Tim Surveilans dan Imunisasi Dinkes Berau, Tuty Handayani mengatakan, seluruh kasus tersebut masih berstatus dugaan karena hasil pemeriksaan laboratorium masih dalam proses.

“Tahun lalu selama satu tahun tercatat ada 105 suspek campak, dengan dua kasus yang dinyatakan positif. Sementara di tahun 2026 ini baru berjalan sembilan minggu, tetapi sudah ada 42 kasus suspek campak,” ujarnya, Jumat (13/3/2026).
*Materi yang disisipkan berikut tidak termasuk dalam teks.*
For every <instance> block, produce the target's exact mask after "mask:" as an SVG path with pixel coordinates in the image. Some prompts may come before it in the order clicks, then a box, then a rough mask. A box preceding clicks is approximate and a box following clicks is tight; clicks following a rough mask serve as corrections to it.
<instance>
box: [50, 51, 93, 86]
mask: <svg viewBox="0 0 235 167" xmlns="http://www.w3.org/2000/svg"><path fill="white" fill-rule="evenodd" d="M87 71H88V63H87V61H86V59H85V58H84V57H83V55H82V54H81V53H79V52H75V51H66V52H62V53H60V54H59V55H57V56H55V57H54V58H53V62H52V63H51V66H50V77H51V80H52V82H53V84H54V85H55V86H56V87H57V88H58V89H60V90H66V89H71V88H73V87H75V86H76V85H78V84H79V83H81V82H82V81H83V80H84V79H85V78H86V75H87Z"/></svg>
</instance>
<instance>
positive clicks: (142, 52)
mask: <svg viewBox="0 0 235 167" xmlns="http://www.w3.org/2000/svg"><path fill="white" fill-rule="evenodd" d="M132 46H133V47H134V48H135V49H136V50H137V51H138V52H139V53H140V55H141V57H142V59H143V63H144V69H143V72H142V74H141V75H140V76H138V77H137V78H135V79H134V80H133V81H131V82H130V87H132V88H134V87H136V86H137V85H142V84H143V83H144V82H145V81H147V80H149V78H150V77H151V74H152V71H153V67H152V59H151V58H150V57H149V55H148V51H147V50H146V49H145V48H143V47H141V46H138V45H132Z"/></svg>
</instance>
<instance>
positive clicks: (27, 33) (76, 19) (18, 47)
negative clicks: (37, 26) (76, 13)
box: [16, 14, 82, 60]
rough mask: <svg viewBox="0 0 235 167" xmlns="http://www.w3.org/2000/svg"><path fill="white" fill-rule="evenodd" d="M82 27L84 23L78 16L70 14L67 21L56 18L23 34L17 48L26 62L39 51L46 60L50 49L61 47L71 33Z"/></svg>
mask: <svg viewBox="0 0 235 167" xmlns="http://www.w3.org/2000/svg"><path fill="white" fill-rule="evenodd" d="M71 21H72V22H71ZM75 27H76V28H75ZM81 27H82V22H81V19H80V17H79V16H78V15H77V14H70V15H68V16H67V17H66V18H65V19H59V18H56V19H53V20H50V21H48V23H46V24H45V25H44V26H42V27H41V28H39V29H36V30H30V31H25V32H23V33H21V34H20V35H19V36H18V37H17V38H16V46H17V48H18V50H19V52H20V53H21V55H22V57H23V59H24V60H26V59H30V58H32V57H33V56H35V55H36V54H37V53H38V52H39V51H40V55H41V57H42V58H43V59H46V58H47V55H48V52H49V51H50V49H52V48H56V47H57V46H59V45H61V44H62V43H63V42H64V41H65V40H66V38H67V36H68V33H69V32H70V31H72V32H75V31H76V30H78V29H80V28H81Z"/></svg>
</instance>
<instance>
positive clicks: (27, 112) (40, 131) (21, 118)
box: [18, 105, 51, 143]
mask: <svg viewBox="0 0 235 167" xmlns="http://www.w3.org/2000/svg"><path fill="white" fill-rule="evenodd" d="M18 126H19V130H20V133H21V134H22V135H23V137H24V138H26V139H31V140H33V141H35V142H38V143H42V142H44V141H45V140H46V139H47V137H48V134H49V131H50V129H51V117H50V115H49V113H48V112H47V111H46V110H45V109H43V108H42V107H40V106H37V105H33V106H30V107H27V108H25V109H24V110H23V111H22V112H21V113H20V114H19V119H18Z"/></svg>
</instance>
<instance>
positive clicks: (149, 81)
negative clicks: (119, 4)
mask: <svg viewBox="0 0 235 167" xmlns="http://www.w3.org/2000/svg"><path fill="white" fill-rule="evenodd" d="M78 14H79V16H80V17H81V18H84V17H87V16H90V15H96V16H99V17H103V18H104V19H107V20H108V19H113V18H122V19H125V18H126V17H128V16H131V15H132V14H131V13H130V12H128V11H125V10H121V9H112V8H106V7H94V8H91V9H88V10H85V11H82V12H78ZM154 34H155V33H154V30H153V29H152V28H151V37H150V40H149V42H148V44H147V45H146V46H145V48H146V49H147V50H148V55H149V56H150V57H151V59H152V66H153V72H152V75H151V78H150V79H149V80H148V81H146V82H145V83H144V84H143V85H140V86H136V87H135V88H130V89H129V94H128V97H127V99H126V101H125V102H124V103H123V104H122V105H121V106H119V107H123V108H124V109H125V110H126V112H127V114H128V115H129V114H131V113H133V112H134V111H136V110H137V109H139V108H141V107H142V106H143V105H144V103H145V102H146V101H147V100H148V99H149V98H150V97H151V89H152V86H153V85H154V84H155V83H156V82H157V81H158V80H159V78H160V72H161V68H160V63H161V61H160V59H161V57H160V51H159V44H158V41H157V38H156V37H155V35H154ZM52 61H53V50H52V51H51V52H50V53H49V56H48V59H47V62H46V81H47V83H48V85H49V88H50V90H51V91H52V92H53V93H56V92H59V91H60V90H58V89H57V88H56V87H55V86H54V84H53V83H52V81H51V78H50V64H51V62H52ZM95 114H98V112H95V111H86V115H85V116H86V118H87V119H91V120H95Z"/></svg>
Ia menjelaskan, seluruh sampel dari kasus suspek tersebut saat ini masih dalam tahap pemeriksaan laboratorium. Meski hasil laboratorium belum keluar, penanganan pasien tetap dilakukan sejak awal berdasarkan penilaian medis dari dokter. Langkah ini dilakukan agar pasien segera mendapatkan penanganan dan untuk mencegah kondisi yang lebih parah.

Berdasarkan distribusi wilayah, sebagian besar kasus suspek campak tahun ini ditemukan di Kecamatan Sambaliung. Dari hasil penelusuran, lebih dari 80 persen kasus terjadi pada individu yang tidak pernah mendapatkan imunisasi campak.

“Biasanya yang tidak divaksin kondisinya lebih berat dibandingkan yang sudah mendapatkan vaksin,” ujarnya.

Tuty mengakui, dalam beberapa tahun terakhir cakupan imunisasi campak di Kabupaten Berau justru mengalami penurunan. Kondisi ini dinilai berpotensi meningkatkan risiko penyebaran penyakit di masyarakat.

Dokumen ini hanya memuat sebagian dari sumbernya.